Biological targets under investigation for treatment of SLE. Depletion of autoreactive B cells is achieved by treatment with monoclonal antibodies against CD20 and CD22. CD22 also depletes plasma cells, which can also be targeted through blockade of isotype-switching by proteasome inhibition or anti-IFNα antibodies. Activation of lupus B cells can be inhibited by targeting survival (BAFF targeted by Belimumab, APRIL targeted by TACI-Ig) and co-stimulatory signals. Lupus T cell activation is targeted by blockade of cytokine action (IL-6, IL-1, and IL-10), cytokine production (IL-17), and co-stimulation (CD28-B7 interaction by CTLA-4 Ig, ICOS-ICOS ligand interaction by anti-B7RP-1 antibodies).
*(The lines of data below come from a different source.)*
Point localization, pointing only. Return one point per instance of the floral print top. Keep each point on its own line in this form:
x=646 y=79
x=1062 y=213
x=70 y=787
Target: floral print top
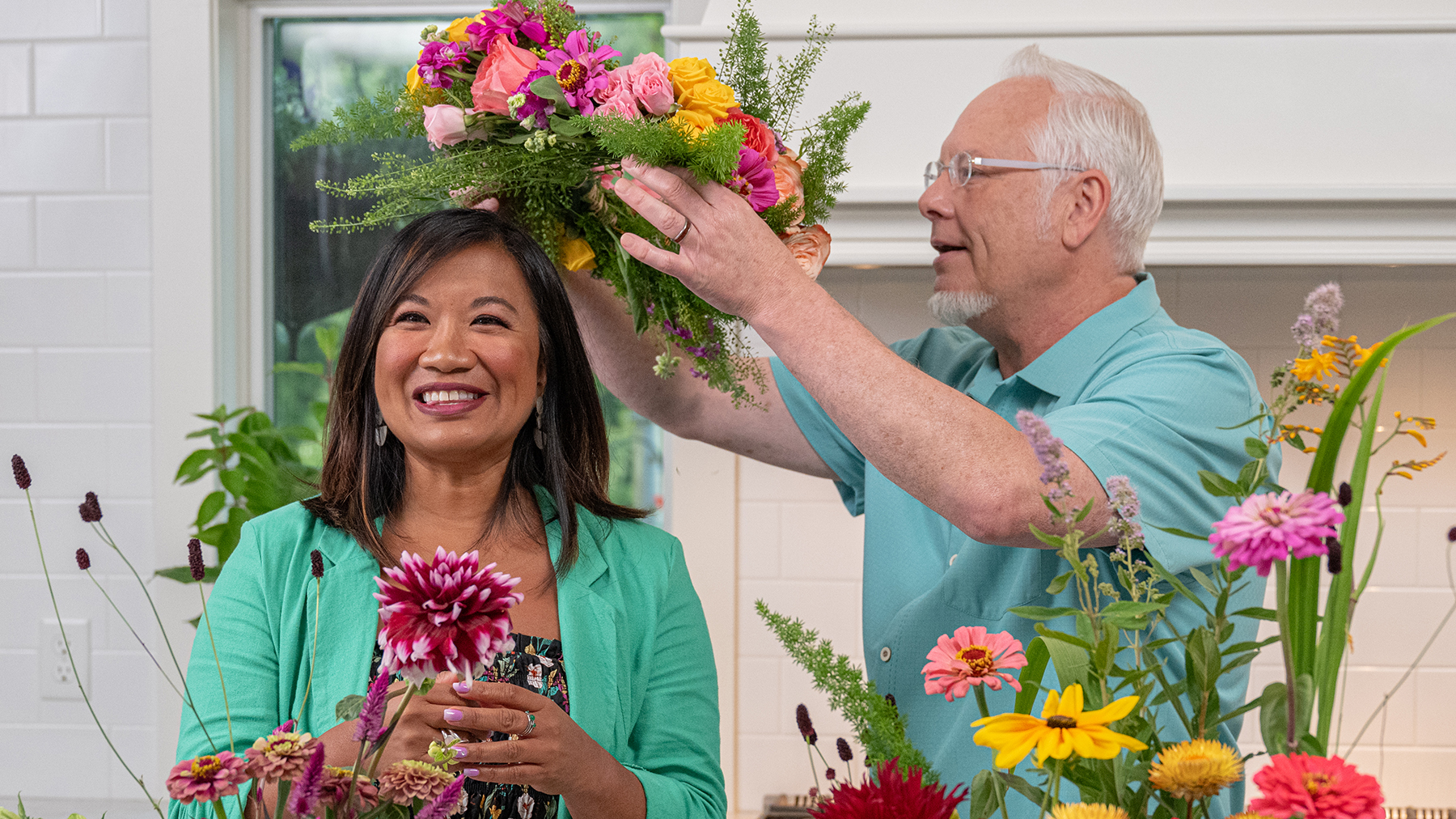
x=535 y=665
Activation of SLE T and B cells results in a rise of cellular Ca²⁺, which results from mitochondrial dysfunction, mTOR activation, and endocytic pathway activation. Intracellular Ca²⁺ can be modulated by treatment with calcium calmodulin kinase inhibitors, calcineurin inhibitors, and anti-PI3Kγ. Early endosome and mTOR activation in SLE T and B cells are inhibited with anti-malarials and rapamycin. Autophagy in SLE lymphocytes can be reduced by treatment with P140 peptide and anti-malarial drugs.

Of these targets, antimalarial drugs and Belimumab have been FDA-approved for SLE disease management. The other targets mentioned are under intensive investigation in pre-clinical and clinical studies.